Roy R. Grinker, Sr., M.D. Author Information

I

When I left chicago in 1932 to undertake a personal psychoanalysis with Sigmund Freud, I knew that Dr. Karen Horney had been invited by Dr. Franz Alexander to join the faculty of the Chicago Institute for Psychoanalysis. It was, however, only during my analysis that I learned that profound differences had developed between Alexander and Horney, which culminated in her departure from the Chicago Institute and the Midwest after only two years. When I reported this to Freud he stated bluntly that he was hardly surprised.

Later when I met Dr. Horney in New York on my way back to Chicago, she was very friendly to me and evinced a great deal of interest in my experiences with Freud. Unfortunately, I did not have much time to communicate with her, nor during the remainder of her life did I take the opportunity to discuss Freud in relation to her own organization founded in 1941. It was natural that I should have had, at that time as a neophyte, the usual Freudian attitude toward the so-called splinter groups which had separated from the main body of psychoanalysis.

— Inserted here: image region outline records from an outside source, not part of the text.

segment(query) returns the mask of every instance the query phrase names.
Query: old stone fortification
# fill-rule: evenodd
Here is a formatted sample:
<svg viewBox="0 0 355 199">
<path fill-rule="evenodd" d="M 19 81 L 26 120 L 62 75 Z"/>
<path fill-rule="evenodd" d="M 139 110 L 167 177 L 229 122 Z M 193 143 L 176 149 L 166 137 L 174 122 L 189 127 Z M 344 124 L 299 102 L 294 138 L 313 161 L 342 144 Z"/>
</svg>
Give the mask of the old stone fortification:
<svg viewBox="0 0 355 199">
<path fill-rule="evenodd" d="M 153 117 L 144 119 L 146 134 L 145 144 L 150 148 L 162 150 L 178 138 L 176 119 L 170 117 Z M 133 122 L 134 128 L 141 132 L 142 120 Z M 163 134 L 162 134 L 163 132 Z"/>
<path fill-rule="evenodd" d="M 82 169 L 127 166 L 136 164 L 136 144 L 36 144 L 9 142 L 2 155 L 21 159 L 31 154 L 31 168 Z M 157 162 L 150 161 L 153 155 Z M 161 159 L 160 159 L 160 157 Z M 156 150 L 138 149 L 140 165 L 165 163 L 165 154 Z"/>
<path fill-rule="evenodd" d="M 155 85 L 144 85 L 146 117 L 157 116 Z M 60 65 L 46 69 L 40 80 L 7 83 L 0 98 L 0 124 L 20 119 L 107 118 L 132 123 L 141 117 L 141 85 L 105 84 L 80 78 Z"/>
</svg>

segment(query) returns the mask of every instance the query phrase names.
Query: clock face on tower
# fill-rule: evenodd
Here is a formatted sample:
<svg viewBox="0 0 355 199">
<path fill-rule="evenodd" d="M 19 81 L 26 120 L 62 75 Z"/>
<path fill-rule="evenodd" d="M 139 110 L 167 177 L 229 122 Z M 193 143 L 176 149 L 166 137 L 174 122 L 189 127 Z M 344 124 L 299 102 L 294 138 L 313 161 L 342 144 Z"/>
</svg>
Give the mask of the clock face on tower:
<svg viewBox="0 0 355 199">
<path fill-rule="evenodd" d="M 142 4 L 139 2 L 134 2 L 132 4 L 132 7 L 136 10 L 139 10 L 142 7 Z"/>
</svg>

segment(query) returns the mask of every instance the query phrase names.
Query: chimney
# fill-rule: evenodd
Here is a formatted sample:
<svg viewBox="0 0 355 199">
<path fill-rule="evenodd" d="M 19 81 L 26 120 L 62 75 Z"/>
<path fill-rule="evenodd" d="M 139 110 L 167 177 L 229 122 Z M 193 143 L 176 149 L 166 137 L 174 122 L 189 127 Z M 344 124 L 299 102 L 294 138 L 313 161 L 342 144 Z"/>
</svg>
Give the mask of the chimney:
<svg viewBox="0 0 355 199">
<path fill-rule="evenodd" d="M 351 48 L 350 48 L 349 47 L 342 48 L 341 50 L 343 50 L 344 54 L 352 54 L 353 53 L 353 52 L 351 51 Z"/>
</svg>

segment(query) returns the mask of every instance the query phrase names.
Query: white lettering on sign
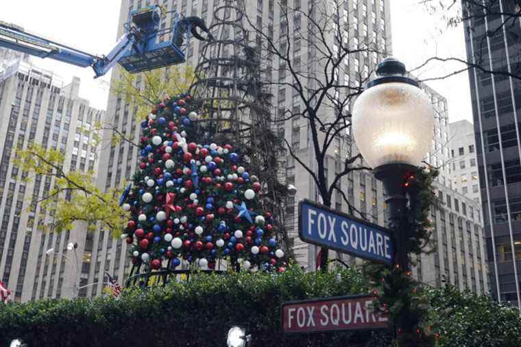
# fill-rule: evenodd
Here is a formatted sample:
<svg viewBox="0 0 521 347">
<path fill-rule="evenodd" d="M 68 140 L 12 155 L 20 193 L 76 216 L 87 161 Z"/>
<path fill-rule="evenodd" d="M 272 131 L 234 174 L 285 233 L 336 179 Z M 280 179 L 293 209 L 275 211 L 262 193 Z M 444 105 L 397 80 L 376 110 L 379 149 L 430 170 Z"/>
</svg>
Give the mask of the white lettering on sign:
<svg viewBox="0 0 521 347">
<path fill-rule="evenodd" d="M 306 310 L 304 307 L 299 307 L 297 310 L 297 325 L 299 328 L 304 326 L 306 324 Z"/>
<path fill-rule="evenodd" d="M 290 307 L 288 309 L 288 326 L 291 328 L 293 320 L 295 318 L 293 313 L 297 310 L 295 307 Z"/>
<path fill-rule="evenodd" d="M 317 215 L 317 211 L 311 208 L 308 210 L 308 234 L 311 235 L 311 226 L 315 224 L 313 217 Z"/>
<path fill-rule="evenodd" d="M 312 239 L 317 241 L 324 241 L 326 247 L 330 245 L 346 248 L 346 252 L 354 252 L 361 256 L 365 253 L 380 259 L 393 258 L 392 240 L 378 227 L 373 229 L 363 223 L 352 222 L 320 209 L 308 208 L 305 215 L 307 221 L 304 218 L 303 225 L 308 228 L 306 234 L 313 235 Z"/>
<path fill-rule="evenodd" d="M 342 241 L 342 244 L 343 246 L 348 246 L 348 243 L 349 243 L 349 236 L 348 236 L 349 224 L 348 224 L 347 222 L 342 221 L 342 224 L 340 225 L 340 227 L 342 228 L 342 234 L 343 234 L 340 237 L 340 241 Z"/>
<path fill-rule="evenodd" d="M 335 236 L 335 222 L 337 222 L 337 219 L 333 216 L 328 216 L 329 219 L 329 241 L 332 239 L 333 242 L 337 242 L 337 237 Z"/>
<path fill-rule="evenodd" d="M 326 215 L 318 214 L 318 235 L 321 239 L 325 239 L 328 233 L 328 222 L 326 220 Z"/>
</svg>

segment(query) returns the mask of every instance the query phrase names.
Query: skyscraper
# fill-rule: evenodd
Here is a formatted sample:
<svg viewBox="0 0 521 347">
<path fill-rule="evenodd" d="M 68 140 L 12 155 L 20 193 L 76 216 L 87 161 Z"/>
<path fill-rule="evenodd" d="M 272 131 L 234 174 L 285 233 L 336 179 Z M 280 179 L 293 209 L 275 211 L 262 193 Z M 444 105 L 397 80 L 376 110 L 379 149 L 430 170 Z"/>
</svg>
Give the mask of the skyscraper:
<svg viewBox="0 0 521 347">
<path fill-rule="evenodd" d="M 521 23 L 515 3 L 463 2 L 478 176 L 483 206 L 491 291 L 521 307 Z M 518 9 L 517 10 L 518 11 Z"/>
<path fill-rule="evenodd" d="M 211 29 L 214 15 L 219 12 L 218 9 L 224 1 L 225 0 L 159 1 L 165 6 L 167 11 L 160 26 L 164 28 L 171 25 L 173 12 L 171 11 L 175 10 L 185 16 L 197 15 L 202 17 Z M 158 1 L 142 0 L 122 0 L 118 35 L 122 34 L 123 24 L 131 11 L 145 5 L 157 3 Z M 299 40 L 296 35 L 290 34 L 289 38 L 284 36 L 283 29 L 289 27 L 288 32 L 298 32 L 305 26 L 303 16 L 299 16 L 298 11 L 309 11 L 317 3 L 324 3 L 326 1 L 247 0 L 245 10 L 251 22 L 258 25 L 258 27 L 265 27 L 268 36 L 280 37 L 282 41 L 290 40 L 293 47 L 293 62 L 307 69 L 308 57 L 312 53 L 308 51 L 310 49 Z M 374 39 L 378 42 L 379 47 L 385 48 L 385 53 L 390 53 L 391 44 L 389 0 L 335 1 L 328 3 L 331 5 L 331 8 L 335 9 L 336 15 L 342 21 L 341 27 L 339 29 L 341 29 L 340 34 L 344 37 L 350 38 L 350 42 L 352 41 L 354 47 L 358 47 L 359 43 Z M 296 9 L 295 18 L 288 21 L 284 11 L 281 11 L 280 5 Z M 248 29 L 247 21 L 243 21 L 242 25 Z M 326 38 L 327 42 L 332 43 L 332 31 L 331 37 Z M 252 32 L 250 40 L 252 45 L 255 45 L 257 38 L 251 34 Z M 217 34 L 213 36 L 217 37 Z M 169 38 L 161 37 L 160 39 Z M 186 52 L 187 64 L 197 64 L 202 47 L 202 43 L 191 41 Z M 332 43 L 331 47 L 334 49 Z M 353 53 L 349 59 L 343 62 L 339 69 L 339 80 L 356 81 L 359 78 L 367 77 L 369 71 L 374 70 L 378 62 L 385 58 L 384 56 L 383 52 L 367 51 Z M 265 76 L 267 79 L 291 83 L 291 79 L 287 79 L 289 76 L 282 75 L 284 69 L 280 67 L 282 62 L 274 58 L 272 60 L 265 62 Z M 320 67 L 315 67 L 316 69 Z M 119 79 L 119 69 L 115 69 L 112 82 Z M 141 78 L 138 77 L 136 80 L 138 84 L 142 83 Z M 303 108 L 298 96 L 295 95 L 287 86 L 282 84 L 272 86 L 271 94 L 274 95 L 273 112 L 278 114 L 284 110 Z M 459 285 L 461 289 L 469 287 L 483 293 L 486 290 L 487 283 L 484 278 L 486 271 L 481 260 L 484 257 L 481 212 L 477 206 L 473 205 L 472 200 L 453 193 L 450 189 L 450 169 L 446 165 L 449 159 L 446 100 L 428 86 L 423 86 L 423 88 L 431 98 L 437 115 L 436 126 L 433 130 L 435 136 L 431 150 L 426 154 L 425 160 L 433 166 L 440 168 L 441 174 L 436 184 L 437 190 L 441 192 L 438 193 L 440 200 L 446 205 L 439 209 L 433 209 L 431 214 L 436 226 L 434 237 L 439 241 L 438 248 L 433 254 L 422 255 L 418 259 L 419 265 L 413 270 L 413 273 L 420 280 L 431 284 L 440 284 L 442 279 L 446 278 L 446 280 Z M 110 95 L 107 112 L 108 122 L 112 123 L 119 131 L 131 138 L 138 139 L 140 129 L 138 125 L 141 119 L 135 119 L 135 110 L 132 110 L 130 104 L 125 103 L 124 99 L 116 95 Z M 309 128 L 305 119 L 301 117 L 279 123 L 276 130 L 280 136 L 286 139 L 298 158 L 313 168 L 314 149 L 309 140 Z M 108 141 L 111 134 L 107 132 L 104 137 Z M 332 180 L 335 172 L 338 172 L 341 167 L 342 160 L 346 156 L 351 156 L 356 150 L 356 146 L 350 141 L 348 134 L 343 139 L 335 140 L 327 153 L 325 170 L 330 182 Z M 123 181 L 128 180 L 134 171 L 138 156 L 138 149 L 128 143 L 110 143 L 104 146 L 98 176 L 99 187 L 108 189 L 121 186 Z M 280 169 L 282 171 L 281 180 L 284 184 L 293 184 L 296 188 L 296 193 L 289 200 L 286 208 L 286 224 L 289 231 L 290 245 L 299 263 L 309 270 L 314 270 L 317 250 L 315 246 L 302 242 L 298 237 L 297 202 L 303 198 L 319 201 L 318 191 L 308 173 L 291 156 L 288 155 L 284 158 L 284 165 Z M 385 224 L 387 215 L 384 204 L 385 193 L 381 183 L 372 177 L 370 172 L 352 172 L 343 177 L 339 184 L 357 210 L 366 215 L 371 222 L 380 225 Z M 335 194 L 332 200 L 332 207 L 339 211 L 348 211 L 348 206 L 341 193 Z M 108 231 L 102 231 L 95 236 L 93 262 L 95 266 L 90 267 L 89 283 L 97 282 L 96 279 L 103 276 L 104 270 L 113 273 L 116 278 L 122 278 L 125 269 L 129 268 L 130 262 L 125 254 L 126 244 L 122 243 L 121 240 L 110 237 Z M 335 254 L 333 252 L 330 254 L 332 257 L 343 256 L 342 254 Z M 345 257 L 348 261 L 354 261 L 347 258 Z M 88 295 L 96 296 L 101 292 L 101 285 L 93 286 L 88 289 Z"/>
<path fill-rule="evenodd" d="M 448 128 L 452 188 L 481 202 L 474 125 L 463 120 L 450 123 Z"/>
<path fill-rule="evenodd" d="M 52 72 L 20 60 L 0 73 L 0 278 L 16 300 L 73 296 L 85 269 L 76 261 L 90 261 L 84 226 L 63 232 L 42 230 L 52 224 L 53 211 L 37 202 L 55 179 L 36 175 L 27 180 L 27 172 L 12 161 L 16 148 L 34 143 L 61 151 L 66 172 L 96 169 L 97 144 L 82 130 L 101 121 L 104 112 L 78 97 L 79 84 L 75 77 L 63 86 Z M 77 248 L 68 250 L 69 243 L 77 243 Z M 53 252 L 47 252 L 49 248 Z"/>
</svg>

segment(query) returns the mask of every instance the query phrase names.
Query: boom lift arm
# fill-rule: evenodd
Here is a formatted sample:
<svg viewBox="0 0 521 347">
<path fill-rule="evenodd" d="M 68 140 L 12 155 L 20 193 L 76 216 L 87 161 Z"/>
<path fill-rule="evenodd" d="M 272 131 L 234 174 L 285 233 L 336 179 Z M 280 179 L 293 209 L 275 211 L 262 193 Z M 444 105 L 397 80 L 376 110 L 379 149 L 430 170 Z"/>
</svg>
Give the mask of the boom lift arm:
<svg viewBox="0 0 521 347">
<path fill-rule="evenodd" d="M 25 32 L 21 27 L 0 21 L 0 47 L 42 58 L 50 58 L 81 67 L 91 67 L 98 77 L 119 63 L 129 72 L 152 70 L 185 61 L 182 47 L 173 38 L 191 32 L 190 22 L 177 13 L 171 28 L 159 29 L 161 8 L 158 5 L 132 11 L 124 25 L 125 34 L 107 55 L 95 56 Z M 176 31 L 179 31 L 176 33 Z M 172 39 L 158 42 L 158 36 L 173 32 Z M 211 37 L 211 36 L 208 36 Z M 188 41 L 189 38 L 186 38 Z M 186 49 L 185 45 L 182 48 Z"/>
</svg>

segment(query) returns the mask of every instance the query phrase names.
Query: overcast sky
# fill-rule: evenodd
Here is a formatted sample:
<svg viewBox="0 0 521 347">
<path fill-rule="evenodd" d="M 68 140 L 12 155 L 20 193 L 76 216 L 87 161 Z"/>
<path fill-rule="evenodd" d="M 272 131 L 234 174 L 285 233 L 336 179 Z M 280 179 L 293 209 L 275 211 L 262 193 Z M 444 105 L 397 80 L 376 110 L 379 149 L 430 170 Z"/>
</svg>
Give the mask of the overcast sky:
<svg viewBox="0 0 521 347">
<path fill-rule="evenodd" d="M 5 3 L 7 2 L 8 5 Z M 465 41 L 461 27 L 448 30 L 437 17 L 430 16 L 420 0 L 391 0 L 393 55 L 409 69 L 427 58 L 464 58 Z M 3 0 L 0 21 L 23 26 L 25 30 L 42 35 L 88 53 L 108 53 L 116 42 L 120 0 Z M 441 32 L 440 33 L 440 32 Z M 65 83 L 72 76 L 82 79 L 80 97 L 105 109 L 110 73 L 93 80 L 91 69 L 80 68 L 51 59 L 34 58 L 38 66 L 51 69 Z M 420 78 L 443 75 L 455 67 L 438 64 L 416 75 Z M 428 84 L 448 99 L 449 120 L 466 119 L 472 121 L 468 77 L 461 73 Z"/>
</svg>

Indeed, when I became aware of the serious controversies among psychoanalysts taking place in Chicago later, I experienced anxiety about the possibility of the main body of the Chicago Institute splitting into an “orthodox” and a “liberal” group. As I look back now, it would have been far better if such a split along ideological lines had occured, since after Alexander's retirement from Chicago, the forces which he temporarily and successfully controlled, attained power, and Chicago has now only a classical psychoanalytic institute.

As all of you realize, it takes a very long time to become thoroughly educated in any special branch of knowledge and probably analytic training requires more time than any other scientific or cultural field. The completion of formal education, however, does not make an analyst, for it takes many years to acquire enough analytic experience to the point where one feels at home with unconscious mechanisms and defenses. It likewise takes a long time, for that matter much longer, to attain a perspective on the various aspects of analytic theory and its metapsychology. It took me many years before I could begin to grasp the total gestalt of analysis and the significance of so-called neo-Freudians in the total field.